Gary S. Zaboly
State House Press is proud to present to the public Gary S. Zaboly’s An Altar For Their Sons: The Alamo and the Texas Revolution in Contemporary Newspaper Accounts. This book is a collection of rare documentary materials, the great majority of them not seen or referenced since their dates of original publication.
This book has been designed to serve several audiences, among them the scholar, serious student, casual buff, and general reader, all of whom will find much that is “new” here in terms of the history of the Alamo siege and battle, of the Texas Revolution in general, and of the lives of the famous — and not so famous — people involved, not to mention the events that both preceded and followed that conflict.

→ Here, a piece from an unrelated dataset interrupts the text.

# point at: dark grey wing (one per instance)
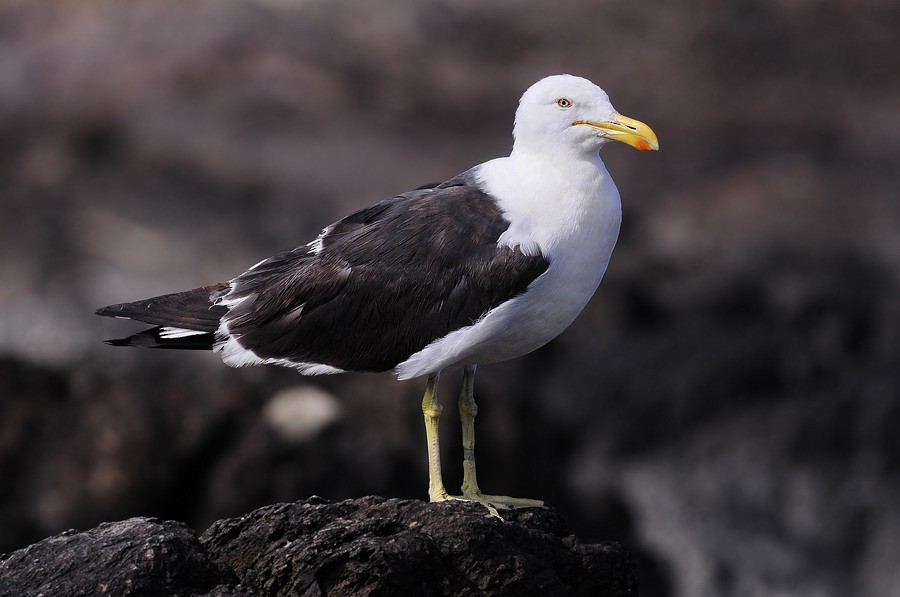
(382, 283)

The story this book tells is particularly unique because it is the very one that Americans (and now and then Mexicans) read and absorbed in that long-ago time. It plainly reveals how the epic of the Alamo was instantly transformed into an enduring symbol of heroic valor against overwhelming odds. Demonstrably evident, too, is how hyperbole and simple misinterpretation often distorted what few facts were actually reported, so that from 1836 on it became virtually impossible to separate the myths and fallacies from the reality.
Aside from the book’s primary focus, the battle of the Alamo, this collection includes on-the-spot accounts of most of the other engagements, skirmishes, and massacres; descriptions of the forts, towns, and geography; and information concerning the armies, weapons and clothing involved. There are also word sketches of the appearances of such important figures as David Crockett, James Bowie, and Santa Anna that have apparently eluded modern biographers. Included, too, are many anecdotes of their lives, both in and out of Texas, and descriptions of pieces of their personal property (among them Santa Anna’s cane-gun!) handed down in the postwar years. Newspaper accounts from later decades present interviews with survivors, or their obituaries, and descriptions of the Alamo itself as it evolved from a weed-choked ruin into an iconic shrine.

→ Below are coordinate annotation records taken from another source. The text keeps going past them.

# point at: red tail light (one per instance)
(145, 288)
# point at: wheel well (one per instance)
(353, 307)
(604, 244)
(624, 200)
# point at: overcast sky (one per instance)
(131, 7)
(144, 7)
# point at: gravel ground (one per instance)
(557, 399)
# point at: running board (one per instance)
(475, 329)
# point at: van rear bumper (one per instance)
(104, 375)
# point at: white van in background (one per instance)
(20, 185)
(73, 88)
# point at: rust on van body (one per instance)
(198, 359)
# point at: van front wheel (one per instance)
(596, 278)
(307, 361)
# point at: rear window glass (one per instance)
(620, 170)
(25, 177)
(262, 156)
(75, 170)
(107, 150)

The book also contains several dozen original illustrations by the author, each one explained in-depth with a footnoted, essay-long “caption.” There is also a newly created pictorial representation of the entire Alamo compound as it looked in February and March 1836, accompanied by a lengthy analysis of the fortifications based on a re-examination of the old evidence and a dissection of newly found information.
Last but not least there are also photographs of selected Alamo- and Texas Revolution-related relics from the extraordinary collection of singer Phil Collins, accompanied by commentary written by Mr. Collins.
Gary S. Zaboly is a historical illustrator and writer. He is the author of A True Ranger: The Life and Many Wars of Major Robert Rogers; The American Colonial Ranger: The Northern Colonies, 1724-1764; coauthor and illustrator of The Annotated and Illustrated Journals of Major Robert Rogers; and illustrations and written contributions to Blood of Noble Men: The Alamo Siege and Battle: An Illustrated Chronology.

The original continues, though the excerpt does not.